Das Akademiemuseum war 1825 als ,Teatrum Anatomicum’ gebaut worden, bevor es 1872 zu klein wurde und eine neue Anatomie in Poppelsdorf entstand. Schinkel wurde gern als Architekt genannt, aber er überwachte als Mitglied der preussischen Oberbaudeputation nur das Entstehen durch den Bonner Architekten Waesemann. Der Archäologe Kékulé machte für den leestehenden Bau dann den Vorschlag zu einem Museum, zwei Erweiterungsbauten folgten 1884 und 1908.

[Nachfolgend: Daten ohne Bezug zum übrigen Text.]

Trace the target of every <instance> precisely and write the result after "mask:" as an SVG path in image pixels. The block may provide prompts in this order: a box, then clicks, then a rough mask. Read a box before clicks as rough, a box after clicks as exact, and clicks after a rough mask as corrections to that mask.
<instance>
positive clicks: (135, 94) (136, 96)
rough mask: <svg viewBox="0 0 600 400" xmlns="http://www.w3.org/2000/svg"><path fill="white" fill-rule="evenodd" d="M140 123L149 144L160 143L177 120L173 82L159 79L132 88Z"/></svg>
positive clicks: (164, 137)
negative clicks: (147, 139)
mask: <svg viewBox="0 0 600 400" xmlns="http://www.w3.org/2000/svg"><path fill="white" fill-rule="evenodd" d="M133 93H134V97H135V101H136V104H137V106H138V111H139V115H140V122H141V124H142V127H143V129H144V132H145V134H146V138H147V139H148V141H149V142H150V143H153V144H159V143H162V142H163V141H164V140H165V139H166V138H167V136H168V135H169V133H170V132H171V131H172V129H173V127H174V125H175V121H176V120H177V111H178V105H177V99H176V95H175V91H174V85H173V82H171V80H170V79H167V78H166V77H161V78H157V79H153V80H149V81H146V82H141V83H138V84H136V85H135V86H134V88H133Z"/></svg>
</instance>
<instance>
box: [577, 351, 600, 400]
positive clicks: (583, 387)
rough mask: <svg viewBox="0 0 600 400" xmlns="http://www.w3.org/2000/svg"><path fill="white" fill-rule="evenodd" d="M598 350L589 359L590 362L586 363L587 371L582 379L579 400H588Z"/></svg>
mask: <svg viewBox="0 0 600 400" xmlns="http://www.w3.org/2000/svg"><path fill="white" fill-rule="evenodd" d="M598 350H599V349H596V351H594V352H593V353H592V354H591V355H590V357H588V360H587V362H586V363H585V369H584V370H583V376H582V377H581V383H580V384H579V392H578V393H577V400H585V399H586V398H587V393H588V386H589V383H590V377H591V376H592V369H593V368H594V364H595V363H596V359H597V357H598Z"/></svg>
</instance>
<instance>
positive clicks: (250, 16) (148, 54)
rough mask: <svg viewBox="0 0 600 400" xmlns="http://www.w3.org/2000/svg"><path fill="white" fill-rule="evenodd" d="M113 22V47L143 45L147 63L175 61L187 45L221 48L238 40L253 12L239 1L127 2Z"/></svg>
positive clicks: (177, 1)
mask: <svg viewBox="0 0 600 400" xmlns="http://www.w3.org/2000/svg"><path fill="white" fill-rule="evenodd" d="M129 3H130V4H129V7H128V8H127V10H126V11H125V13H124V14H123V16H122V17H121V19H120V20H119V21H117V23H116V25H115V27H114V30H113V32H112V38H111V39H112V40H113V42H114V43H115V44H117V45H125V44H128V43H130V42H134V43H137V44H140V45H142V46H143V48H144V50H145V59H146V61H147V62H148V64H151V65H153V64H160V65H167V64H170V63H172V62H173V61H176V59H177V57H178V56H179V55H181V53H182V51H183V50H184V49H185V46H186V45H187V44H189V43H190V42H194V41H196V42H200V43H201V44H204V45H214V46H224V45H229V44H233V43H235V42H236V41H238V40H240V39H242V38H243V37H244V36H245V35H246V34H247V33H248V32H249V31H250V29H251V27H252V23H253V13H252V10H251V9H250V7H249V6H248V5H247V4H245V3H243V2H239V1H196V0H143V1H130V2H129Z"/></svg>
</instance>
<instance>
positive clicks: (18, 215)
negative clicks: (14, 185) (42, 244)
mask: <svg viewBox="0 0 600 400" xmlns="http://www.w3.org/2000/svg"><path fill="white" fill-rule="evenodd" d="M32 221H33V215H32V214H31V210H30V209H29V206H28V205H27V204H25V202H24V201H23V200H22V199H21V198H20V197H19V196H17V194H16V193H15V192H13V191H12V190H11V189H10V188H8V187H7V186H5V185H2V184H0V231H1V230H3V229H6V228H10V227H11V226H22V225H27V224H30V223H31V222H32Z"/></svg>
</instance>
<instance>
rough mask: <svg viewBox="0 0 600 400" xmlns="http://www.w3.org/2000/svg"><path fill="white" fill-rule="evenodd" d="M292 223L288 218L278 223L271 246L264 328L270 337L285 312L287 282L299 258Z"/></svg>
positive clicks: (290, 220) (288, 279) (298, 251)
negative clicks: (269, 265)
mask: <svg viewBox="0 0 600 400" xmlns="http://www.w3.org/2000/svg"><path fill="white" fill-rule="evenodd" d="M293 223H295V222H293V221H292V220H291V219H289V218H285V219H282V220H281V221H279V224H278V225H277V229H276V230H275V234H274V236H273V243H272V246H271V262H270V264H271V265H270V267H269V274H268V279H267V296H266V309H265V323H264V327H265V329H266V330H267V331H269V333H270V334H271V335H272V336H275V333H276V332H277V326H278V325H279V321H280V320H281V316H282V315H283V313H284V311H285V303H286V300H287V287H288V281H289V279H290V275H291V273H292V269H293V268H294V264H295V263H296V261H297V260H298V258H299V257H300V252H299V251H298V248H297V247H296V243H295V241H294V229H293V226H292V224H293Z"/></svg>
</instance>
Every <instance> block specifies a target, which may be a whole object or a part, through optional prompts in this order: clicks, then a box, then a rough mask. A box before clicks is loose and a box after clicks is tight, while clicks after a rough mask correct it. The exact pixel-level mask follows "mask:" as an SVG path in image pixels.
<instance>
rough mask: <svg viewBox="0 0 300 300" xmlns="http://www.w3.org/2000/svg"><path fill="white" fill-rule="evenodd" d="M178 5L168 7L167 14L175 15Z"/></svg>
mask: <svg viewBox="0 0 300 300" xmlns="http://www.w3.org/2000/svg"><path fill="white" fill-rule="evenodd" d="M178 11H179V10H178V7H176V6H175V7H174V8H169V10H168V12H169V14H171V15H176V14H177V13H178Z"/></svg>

Kopien von Originalen griechischer Statuen haben eine lange Geschichte. Die Römer, verrückt nach griechischer Kunst, fertigten sie in Marmor oder Bronze. Während viele der Originale verloren gingen,  halfen uns diese Kopien, die Eigenheiten und die Entwicklung der griechischen Kunst zu verstehen. In der italienischen Renaissance war die Antikenkopie ein zentrales Thema. Der Fund der originalen hellenistischen Laokoon-Gruppe löste unter den Künstlern der Zeit geradezu einen Hype aus. Michelangelos Stauen spiegeln die antiken Vorbilder wieder. Im 19. Jahrhundert kommt die Kopie in Gips heraus, Gips ist auch das Material der meisten Bonner Kopien.

In Zeiten, in denen es weder Fotografien noch Computer gab, war die Kopie für den kunsthistorischen Unterricht oder für Museen eine Notwendigkeit. 1865 gab es an der Bonner Universität schon 800 Kopien, die den Grundstock des Antikenmuseums bildeten.
Heute ist die Bonner Kollektion neben der Ny Carlsberg Glyptothek in Kopenhagen eine der weltweit größten Sammlungen.

Die Herstellung einer Kopie in Gips, heute auch in Silikon oder einem mit Glasfaser verstärktem Kunstharz ist kein einfacher Prozess. Das Original wird in Einzelteile zerlegt, davon werden Formgüsse erstellt, die dann zusammengesetzt werden. Die feinen Linien, die dies auf der so montierten Figur hinterlässt, werden unter Farbe verdeckt.

Viele der Güsse lassen sich auf Grund ihres Alters kaum noch säubern oder renovieren. Sie sind durch Schmutz verstaubt und locker, ihr ursprünglich hartes Weiß ist fleckig geworden. Abgüsse sind zwar in allen Details dem Original ähnlich, aber sie wecken im Betrachter keine Gefühle, ihre Ästhetik ist nicht ansteckend. Sie wirken glatt, künstlich und ein wenig eintönig, um nicht zu sagen langweilig. Das Original dagegen zeigt eine belebte Oberfläche, Schattierungen wie eine echte atmende Haut. Wer eine Statue aus pentelischem Marmor einmal angefasst hat, begreift, dass Marmor warm ist und lebt. Der Ausspruch des Betrachters  einer beschädigten Statue im 19.Jahrhundert macht dies deutlich: “And once I met a broken girl, I knew that marble bleeds.“ (Als ich einmal die defekte Statue eines Mädchens sah, begriff ich, dass Marmor blutet.)

Die Bonner Sammlung umfasst alle bekannten Beispiele griechischer archaischer, klassischer über hellenistische bis zu römischer Kunst. Der Unterschied zwischen griechischer und römischer Kunst lässt sich hier auf Schritt und Tritt beobachten. Die überlebensgroßen Jünglinge aus dem 7. und 6. Jahrhundert zeigen die Ähnlichkeit mit ägyptischen Vorbildern; im Gegensatz zu den meist nackten Männerfiguren sind die weiblichen Stauen dieser Zeit – die Koren – fast immer bekleidet. Nacktheit bei Männern ist schon früh gesellschaftsfähig, bei Frauen bleibt dies auch in späterer Zeit nur Aphrodite vorbehalten. An den streng-schönen Giebelfiguren des Aphaiatempels auf Aigina lässt sich das archaische Lächeln beobachten. Dieses Lächeln zeigen auch erschlagene Krieger; es entsteht durch leicht nach oben gezogene Mundwinkel.

Am Wagenlenker von Delphi, am Diskuswerfer des Myron und am Omphalos Apollo –  um nur einige der berühmtesten Statuen des 5. Jahrunderts zu nennen – lernt man, wie schnell und vielfältig die geschlossene Form der archaischen Statue in die raffinierteste Bewegtheit des 4.Jahrhunderts hinein sich entwickelt. Man lernt ebenfalls, dass die dynamischen Figuren allein nicht stehen können, sondern sich auf Bäume, Säulen, Mauern und Waffen abstützen müssen, da ihre Bewegtheit sie ansonsten zu Fall bringt.

Wann genau die Sammlung geschlossen wird, ist unklar. Es soll jedoch noch in diesem Jahr sein. Zur Zeit ist das Akademiemuseum nur sonntags noch geöffnet.